After graduating from Howard University, Gabrielle moved to Hollywood and landed her first job within a month.  She's followed it up with standout roles on Showtime's "The Underground" with Damon Wayans, and on CW's "The Game." She's currently playing the role of Denise Roy, the controlling girlfriend of the star running-back in Spike TV's outrageous new series "Blue Mountain State."

Gabrielle exhibits a natural confidence in person, peppering her conversation with dazzling array of wry and witty remarks.

Chosen as this week's Girl2Watch, Paula will be featured in a series or articles, fun facts, and social media tweets through this week for subscribers of Girl2Watch.com.

Actor2Watch: What was your first real break as an actor?

Gabrielle Dennis: It might've been "A Rage in Harlem" with Gregory Hines.

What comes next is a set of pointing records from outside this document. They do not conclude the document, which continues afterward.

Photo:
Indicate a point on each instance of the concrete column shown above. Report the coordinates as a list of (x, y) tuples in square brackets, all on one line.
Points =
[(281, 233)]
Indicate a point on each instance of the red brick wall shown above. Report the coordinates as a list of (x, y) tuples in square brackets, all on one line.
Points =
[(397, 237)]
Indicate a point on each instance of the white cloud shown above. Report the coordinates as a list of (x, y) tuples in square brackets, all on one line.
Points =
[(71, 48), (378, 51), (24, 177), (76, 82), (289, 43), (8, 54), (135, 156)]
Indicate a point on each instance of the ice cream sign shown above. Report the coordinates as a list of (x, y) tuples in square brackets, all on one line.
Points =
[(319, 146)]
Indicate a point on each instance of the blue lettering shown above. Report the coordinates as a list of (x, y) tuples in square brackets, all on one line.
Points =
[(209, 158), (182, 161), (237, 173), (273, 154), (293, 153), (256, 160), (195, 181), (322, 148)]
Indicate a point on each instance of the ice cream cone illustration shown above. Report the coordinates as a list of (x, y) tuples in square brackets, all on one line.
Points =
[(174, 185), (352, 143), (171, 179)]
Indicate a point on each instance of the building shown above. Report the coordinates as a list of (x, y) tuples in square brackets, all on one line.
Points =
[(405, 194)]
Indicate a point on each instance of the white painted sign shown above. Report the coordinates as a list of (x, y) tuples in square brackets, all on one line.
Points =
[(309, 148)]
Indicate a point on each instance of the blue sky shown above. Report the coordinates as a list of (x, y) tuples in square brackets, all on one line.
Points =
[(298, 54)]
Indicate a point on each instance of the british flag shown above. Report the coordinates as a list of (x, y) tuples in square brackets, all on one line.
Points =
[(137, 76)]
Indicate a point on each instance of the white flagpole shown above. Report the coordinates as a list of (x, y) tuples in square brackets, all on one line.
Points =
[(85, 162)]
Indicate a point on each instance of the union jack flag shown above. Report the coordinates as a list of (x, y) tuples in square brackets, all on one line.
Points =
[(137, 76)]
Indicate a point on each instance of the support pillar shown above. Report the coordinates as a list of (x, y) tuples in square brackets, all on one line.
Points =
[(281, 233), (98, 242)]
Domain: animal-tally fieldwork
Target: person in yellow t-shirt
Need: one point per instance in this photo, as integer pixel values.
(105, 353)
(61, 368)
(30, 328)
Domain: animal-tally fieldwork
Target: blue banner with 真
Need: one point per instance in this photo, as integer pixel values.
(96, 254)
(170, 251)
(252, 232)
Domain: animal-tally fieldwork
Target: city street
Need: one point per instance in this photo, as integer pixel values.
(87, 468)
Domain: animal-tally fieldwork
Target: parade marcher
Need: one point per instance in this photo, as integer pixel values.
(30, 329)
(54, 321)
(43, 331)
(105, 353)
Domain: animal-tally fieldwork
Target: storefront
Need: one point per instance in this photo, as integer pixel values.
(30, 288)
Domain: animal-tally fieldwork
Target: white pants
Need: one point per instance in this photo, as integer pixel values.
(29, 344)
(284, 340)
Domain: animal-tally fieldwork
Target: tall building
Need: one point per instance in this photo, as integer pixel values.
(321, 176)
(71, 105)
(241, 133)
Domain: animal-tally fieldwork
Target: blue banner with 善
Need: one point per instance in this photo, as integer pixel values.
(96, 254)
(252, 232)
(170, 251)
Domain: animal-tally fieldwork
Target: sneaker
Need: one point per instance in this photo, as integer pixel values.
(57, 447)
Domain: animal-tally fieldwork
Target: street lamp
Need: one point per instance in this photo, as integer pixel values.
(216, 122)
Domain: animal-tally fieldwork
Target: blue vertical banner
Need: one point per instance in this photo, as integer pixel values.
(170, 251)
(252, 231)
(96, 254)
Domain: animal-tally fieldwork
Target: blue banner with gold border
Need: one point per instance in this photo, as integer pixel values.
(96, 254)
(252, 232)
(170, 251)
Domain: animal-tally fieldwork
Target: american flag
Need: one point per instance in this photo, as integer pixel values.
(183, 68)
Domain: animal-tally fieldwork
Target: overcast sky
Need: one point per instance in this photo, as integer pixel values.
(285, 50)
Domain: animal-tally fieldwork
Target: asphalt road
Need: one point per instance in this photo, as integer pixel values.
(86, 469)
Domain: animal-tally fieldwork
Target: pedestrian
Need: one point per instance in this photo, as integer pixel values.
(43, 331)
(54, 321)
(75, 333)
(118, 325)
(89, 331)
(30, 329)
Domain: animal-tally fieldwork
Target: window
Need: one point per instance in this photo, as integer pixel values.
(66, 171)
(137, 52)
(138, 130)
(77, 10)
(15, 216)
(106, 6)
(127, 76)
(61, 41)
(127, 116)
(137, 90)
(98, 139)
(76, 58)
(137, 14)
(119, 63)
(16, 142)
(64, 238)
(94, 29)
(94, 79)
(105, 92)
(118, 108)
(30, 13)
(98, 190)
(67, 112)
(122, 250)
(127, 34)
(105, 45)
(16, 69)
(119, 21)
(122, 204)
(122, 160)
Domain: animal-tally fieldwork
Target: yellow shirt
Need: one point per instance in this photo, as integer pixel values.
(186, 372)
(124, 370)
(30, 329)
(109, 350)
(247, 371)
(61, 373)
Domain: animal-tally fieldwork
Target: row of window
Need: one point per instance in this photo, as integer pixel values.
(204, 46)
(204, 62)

I had a scene with him and it was so fun. It was shot right around the corner from my high school, and I thought it was the coolest thing on Earth.

And then the movie came out and they cut my lines. So I'm just standing there looking at him and he's talking to me, but I say nothing. But that was my first break.

A2W: Can you tell us about your worst audition moment?

GD: There's one, I blocked so much of it out of my memory. I don't even know what it was for. And this is when I learned how important it is to be even earlier than you expect, because I was always taught being on time is late and being five minutes early is on time kind of thing.

But there are some places you've never been before, like a studio lot, and you need all this extra time to park.

So by the time I got in the room, literally they were ready for me. So I go in and I just blanked halfway through, because I fluttered on a word and then that was what was in my head. I was talking, but I wasn't acting, and I was like, "I'm sorry" I had to stop. I was like, "I don't even know what I'm saying right now." And they were like, "Would you like to go again?" I said, "Not really, because I'm just not focused today."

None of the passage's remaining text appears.